The type of vertical mixing parametrization can be chosen in the inputs file with the remora.vertical_mixing_type option.

Analytic Mixing

By default, the vertical mixing coefficients \(K_v\) and \(K_t\) (vec_Akv and vec_Akt in the code) are defined as a custom function in init_analytic_vmix in the problem’s prob.cpp file. This function can be defined to be a function of simulation variables, most commonly depth \(z_w\). It is re-evaluated at every time step.

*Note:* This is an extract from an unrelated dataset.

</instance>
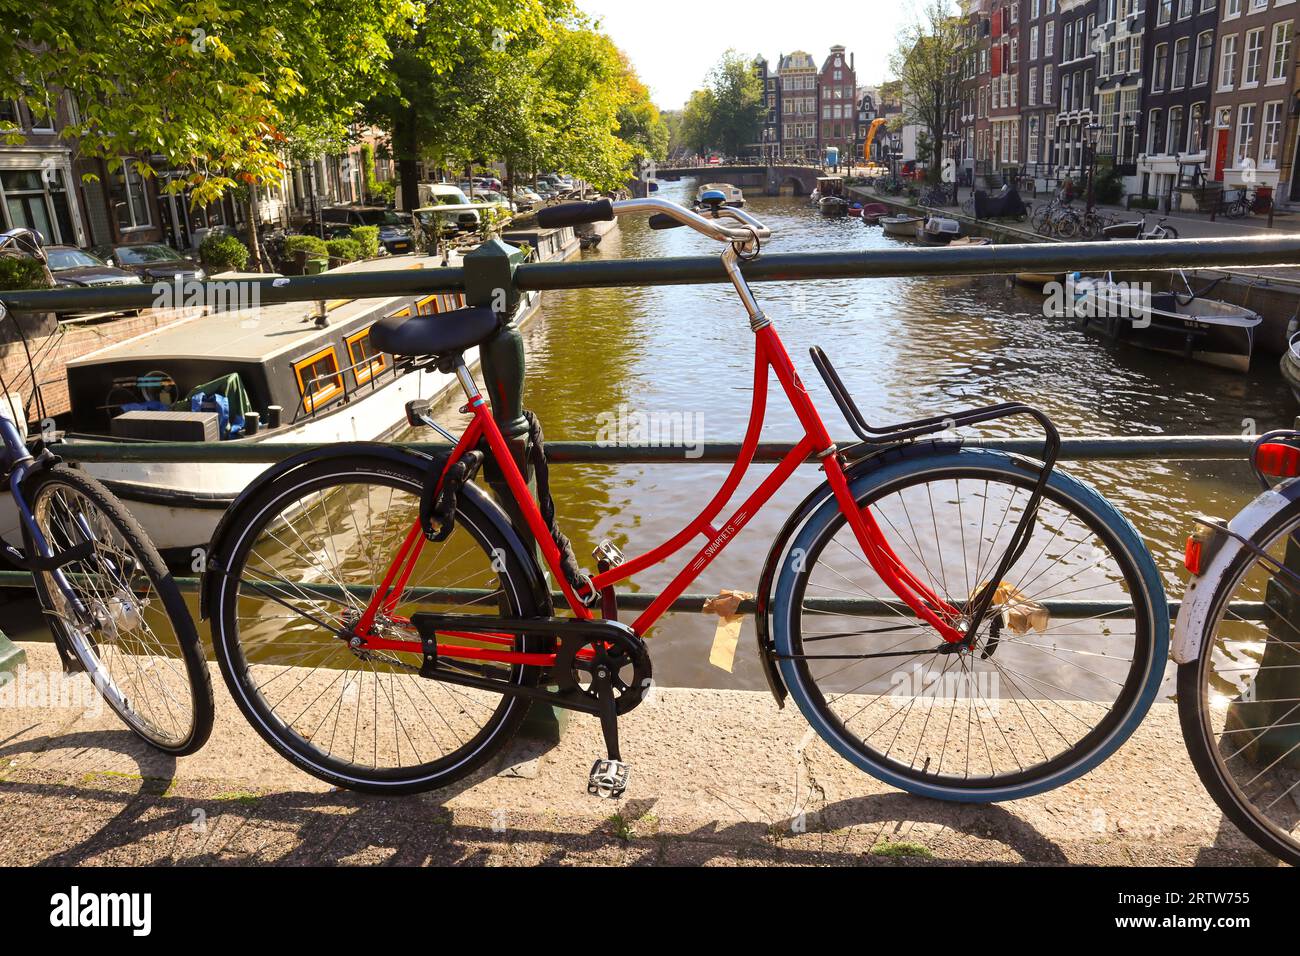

Generic Length Scale (GLS)

The Generic Length Scale (GLS) model is a two-equation turbulence closure scheme which can be tuned to behave like many of the traditional schemes such as Mellor and Yamada 2.5. This class of schemes add additional prognostic equations for the turbulent kinetic energy \(k=\frac{q^2}{2}\) and the product \(kl\), where \(l\) is a length scale. The evolution equation for TKE is:

\[\frac{D}{Dt}\left(\frac{q^2}{2}\right)-\frac{\partial}{\partial z} \left[K_q \frac{\partial}{\partial z} \left(\frac{q^2}{2}\right)\right] = P_s + P_b + \epsilon\]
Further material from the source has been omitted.